The photographer, Itumeleng English, and I are at a Selimathunzi shoot in Buzz 9 in Melville where the country’s most popular entertainment show has invited Liquideep’s Ziyon and Zakes Bantwini to cook for two of their viewers. Also invited are Slikour and the vivacious Bucie. Star-studded indeed. Aside from the two viewers and Ziyon, everyone else is late, including Clock who was scheduled to meet us there for the shoot.
English and I had chosen the silver-beaded curtains inside Buzz 9 as a feature for the shoot. I wanted to reflect Clock’s rock ’n’ roll side, but also show that he hides behind his music.
When I ask his manager if he realises the irony of Clock’s name versus his concept of time, he again apologises for his artist being late.
While waiting for Clock I chat to Ziyon and realise that in no way could this good and pure soul be a kwaito artist. He just doesn’t have the “grrrr” which comes with that artistic kwaito head space, the arrogance and open rebellion it takes to be in that genre.
Now, yes, Clock is known for his house music and Pluto is a gentle, yet extremely catchy pop dance track, but remember that Clock first came to our attention in about 2008. He was working with none other than the fantastically successful Tira and his label, Afrotainment.
Clock was born in Vosloorus on the East Rand, but moved to Durban with a vision to work with these then up-and-coming stars.
The track Mahamba Yedwa, featuring Tira, was massive that year and broke DJ Clock nationally. This year, The 4th Tick – A Clockumentary has yielded his biggest hit yet. Pluto was at No 1 in the media guide as the country’s most played track for a record-breaking 16 weeks. On top of that, this album is the artist’s biggest undertaking ever. The six-CD album comprises 71 tracks and shows his versatility from house to hip hop to, yup, Durban kwaito.
It features the kwaito biggies Thebe, Tira, Mshoza, Professor, Character and Alaska. Hip hop is represented by Okmilumkoolkat, among others, and then there are the dance tracks. It’s pretty impressive stuff and is indicative of Clock’s visionary and unusual approach to life.
When he finally arrives, my irritation is diffused by Clock’s charming ways and mischievous smile. He takes to the camera like a solid professional and gives English exactly what he needs with little instruction.
After the shoot and once he has greeted his fellow musicians and the Selimathunzi crew, including presenter Zizo Beda, I decide it’s best to whisk him away for a chat.
We leave for the quietness of Lucky Bean further down 7th Street where Clock offers to buy lunch as way of an apology.
Of course the first question has to be: why a six-CD album?
“I was quiet for years because I wanted to spend quality time with my family,” he replies. “I was always working, plus I was tired.

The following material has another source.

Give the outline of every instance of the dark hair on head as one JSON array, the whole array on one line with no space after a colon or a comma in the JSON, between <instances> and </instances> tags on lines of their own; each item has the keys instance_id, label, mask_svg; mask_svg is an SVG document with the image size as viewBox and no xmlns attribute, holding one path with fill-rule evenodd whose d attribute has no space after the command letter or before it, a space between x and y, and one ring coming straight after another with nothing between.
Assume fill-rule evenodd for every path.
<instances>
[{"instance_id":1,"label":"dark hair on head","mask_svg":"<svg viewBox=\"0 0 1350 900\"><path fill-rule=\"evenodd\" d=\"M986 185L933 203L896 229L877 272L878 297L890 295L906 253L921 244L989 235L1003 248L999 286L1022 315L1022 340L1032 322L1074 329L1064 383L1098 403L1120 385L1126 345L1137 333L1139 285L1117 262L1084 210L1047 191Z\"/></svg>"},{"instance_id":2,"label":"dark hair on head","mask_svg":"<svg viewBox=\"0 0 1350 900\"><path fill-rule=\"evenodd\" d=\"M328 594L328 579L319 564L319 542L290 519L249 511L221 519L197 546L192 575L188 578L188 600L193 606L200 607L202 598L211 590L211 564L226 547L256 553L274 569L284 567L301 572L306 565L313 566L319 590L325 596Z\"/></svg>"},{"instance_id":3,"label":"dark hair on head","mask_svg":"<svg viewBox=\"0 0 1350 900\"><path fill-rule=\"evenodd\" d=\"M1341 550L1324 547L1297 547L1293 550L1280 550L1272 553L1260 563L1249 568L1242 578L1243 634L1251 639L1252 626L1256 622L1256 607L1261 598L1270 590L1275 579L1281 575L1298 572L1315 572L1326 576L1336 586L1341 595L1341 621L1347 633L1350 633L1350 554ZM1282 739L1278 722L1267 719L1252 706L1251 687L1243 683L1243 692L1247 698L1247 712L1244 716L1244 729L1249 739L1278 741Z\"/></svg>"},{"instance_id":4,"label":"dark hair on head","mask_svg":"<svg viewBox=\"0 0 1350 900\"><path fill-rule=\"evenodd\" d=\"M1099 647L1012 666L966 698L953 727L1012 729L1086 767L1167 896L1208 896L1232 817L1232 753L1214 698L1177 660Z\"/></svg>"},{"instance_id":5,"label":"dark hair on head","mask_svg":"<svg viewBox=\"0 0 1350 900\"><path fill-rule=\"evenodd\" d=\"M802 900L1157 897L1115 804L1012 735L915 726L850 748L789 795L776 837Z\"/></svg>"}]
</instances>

I decided to just chill and rebrand myself. I am also a parent now. This album is for my fans who’ve missed my music.”
And what a return it’s been, almost on the scale of Mafikizolo’s comeback. His reply is surprisingly modest: “My work with Beatenberg is something different. My vision, my dream is to feature more rock musicians.”
Now what about this bad boy I know is lurking behind this charming façade?
Clock laughs and shakes his head: “I am a maestro, actually. But each and every time I go into the studio I pray. Sometimes I pray for an hour. I even read the bible. I am not going religious, but you need to understand that I believe God will lead me. I believe that if you want to make a difference you have to be spiritual. The studio is where I pray. God talks through me and my music.”
With the huge hit and this big project, does the diminutive Clock believe he is a game changer?
He considers this for a while before replying: “I would say ‘yes’. I also felt indebted to my fans and guilty because I was absent for so long.”
Listening to the album it is clear that his concentration in the studio is super intense. There is obviously a lot going on in that mind of his that he needed to exorcise. He’s been in the industry for nine years and is just going from strength to strength.
At the time of publication, his record company, Universal Music, had decided to reduce the album two a double album. However, the decision was not yet final.